La Dama Bianca avvolge l’Irpinia: Ofantina bloccata, riapre l’A16

5 Gennaio 2017

Irpinia morsa dal gelo, la dama bianca è scesa su Avellino e Provincia con 24 ore d’anticipo rispetto alle previsioni meteo causando non pochi disagi.

In particolare le problematiche hanno riguardato la viabilità nei paesi dell’Alta Irpinia tra i comuni di Bagnoli, Montella, Cassano, Caltri, Lioni, Sant’Angelo dei Lombardi, Morra de Sanctis e Teora rimasti isolati.

Tantissimi gli automobilisti bloccati nel tratto dell‘Ofantina con i sindaci altirpini in stato di allerta che attendono soluzioni straordinarie da Protezione Civile e Prefettura per fronteggiare l’emergenza.

La situazione appare la medesima anche in Valle Ufìta e negli altri comuni dell’avellinese. A Cassano, il sindaco Salvatore Vecchia, è impegnato in prima persona nei soccorsi a malati e anziani nelle contrade rurali, mentre a Montemarano il primo cittadino Beniamino Palmieri ha avvisato i concittadini di mettersi al volante solo se strettamente necessario, i mezzi comunali, coadiuvati dalle auto di vigili urbani e ufficio tecnico, sono comunque in azione sul territorio. Sorbo Serbico e Salza Irpinia sono senza corrente elettrica da ore.

A causa del maltempo Irpinia Ambiente ha comunicato che non effettuerà il ritiro dei rifiuti previsto per oggi.

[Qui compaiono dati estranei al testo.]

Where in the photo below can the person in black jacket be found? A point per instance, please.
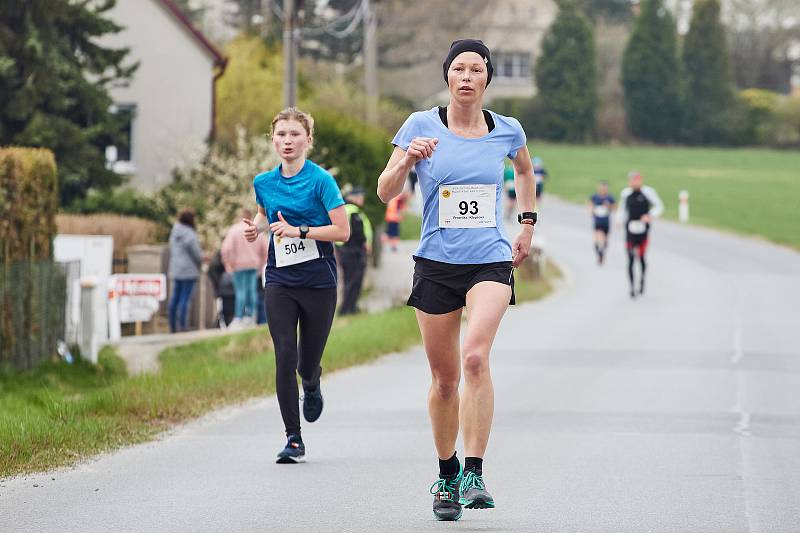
(353, 253)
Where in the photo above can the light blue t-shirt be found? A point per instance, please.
(304, 198)
(461, 161)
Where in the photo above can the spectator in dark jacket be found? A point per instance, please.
(185, 258)
(223, 289)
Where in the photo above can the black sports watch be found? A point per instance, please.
(528, 215)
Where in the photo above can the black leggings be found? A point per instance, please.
(313, 309)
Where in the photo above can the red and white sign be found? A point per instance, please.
(134, 298)
(152, 285)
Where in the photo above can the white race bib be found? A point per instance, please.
(636, 227)
(294, 250)
(467, 206)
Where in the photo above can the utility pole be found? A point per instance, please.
(290, 9)
(371, 61)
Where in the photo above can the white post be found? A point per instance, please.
(683, 206)
(94, 325)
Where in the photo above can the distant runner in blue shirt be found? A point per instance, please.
(602, 204)
(301, 205)
(465, 258)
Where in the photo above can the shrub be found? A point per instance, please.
(122, 201)
(126, 231)
(32, 290)
(757, 115)
(218, 186)
(28, 203)
(786, 129)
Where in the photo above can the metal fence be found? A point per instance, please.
(33, 302)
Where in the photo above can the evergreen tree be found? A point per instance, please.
(709, 85)
(566, 77)
(651, 75)
(53, 87)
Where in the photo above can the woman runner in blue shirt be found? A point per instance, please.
(464, 258)
(301, 204)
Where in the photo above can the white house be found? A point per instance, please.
(170, 100)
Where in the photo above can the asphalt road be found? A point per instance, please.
(679, 411)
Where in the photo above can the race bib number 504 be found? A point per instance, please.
(294, 250)
(467, 206)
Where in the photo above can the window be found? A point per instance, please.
(513, 65)
(119, 157)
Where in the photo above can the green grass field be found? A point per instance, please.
(751, 191)
(59, 413)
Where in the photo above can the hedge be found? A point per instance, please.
(28, 203)
(32, 287)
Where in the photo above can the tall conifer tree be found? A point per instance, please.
(651, 75)
(566, 77)
(54, 78)
(709, 85)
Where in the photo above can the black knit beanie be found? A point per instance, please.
(468, 45)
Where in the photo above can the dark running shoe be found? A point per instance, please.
(312, 404)
(294, 452)
(473, 492)
(445, 497)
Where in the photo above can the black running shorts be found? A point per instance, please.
(440, 288)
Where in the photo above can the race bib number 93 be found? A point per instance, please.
(467, 206)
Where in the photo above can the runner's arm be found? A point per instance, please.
(525, 185)
(524, 182)
(259, 224)
(393, 178)
(338, 230)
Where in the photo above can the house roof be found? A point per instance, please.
(202, 40)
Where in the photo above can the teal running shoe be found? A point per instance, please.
(473, 492)
(446, 504)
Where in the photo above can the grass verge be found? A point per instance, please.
(750, 191)
(527, 290)
(58, 414)
(410, 227)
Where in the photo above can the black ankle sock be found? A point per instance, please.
(474, 464)
(449, 467)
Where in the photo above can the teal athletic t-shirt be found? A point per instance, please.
(304, 198)
(461, 161)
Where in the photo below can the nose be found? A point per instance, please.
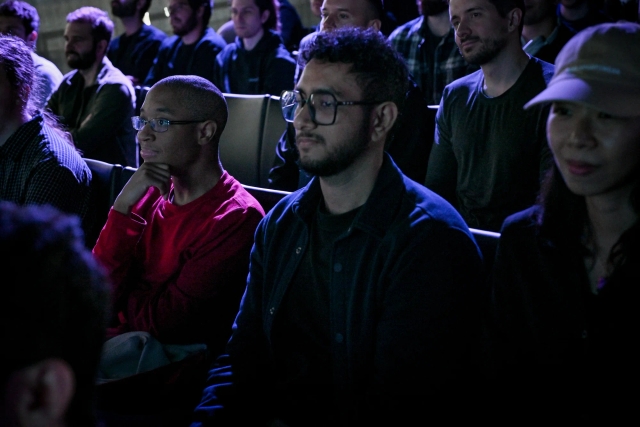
(302, 118)
(581, 133)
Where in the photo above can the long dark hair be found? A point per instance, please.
(563, 219)
(16, 61)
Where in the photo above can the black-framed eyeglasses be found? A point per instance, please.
(323, 106)
(159, 125)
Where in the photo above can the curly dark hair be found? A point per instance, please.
(59, 307)
(101, 24)
(564, 220)
(23, 10)
(381, 71)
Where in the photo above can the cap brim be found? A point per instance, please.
(611, 97)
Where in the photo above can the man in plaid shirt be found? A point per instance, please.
(428, 45)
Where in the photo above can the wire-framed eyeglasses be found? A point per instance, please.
(159, 125)
(323, 106)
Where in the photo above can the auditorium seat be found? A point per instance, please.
(247, 145)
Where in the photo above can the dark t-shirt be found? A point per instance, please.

Rientrata l’emergenza invece sull’A16, nel tratto Baiano-Candela: traffico normalizzato in direzione Napoli, dove il transito è permesso a tutti i tipi di mezzi, verso Bari invece è prevista un’uscita obbligatoria a Grottaminarda per i mezzi pesanti.

Criticità anche sulla Variante e nei tratti dei caselli di Avellino Est ed Ovest, diversi gli automezzi bloccati, mentre la situazione migliora superato il Carcere di Bellizzi in direzione del capoluogo.

L’allerta è destinata a proseguire nelle prossime 24/48 ore, intanto è in corso in Prefettura, alla presenza di sindaci e rappresentanti di forze di soccorso e dell’ordine, un tavolo tecnico per la gestione dell’emergenza.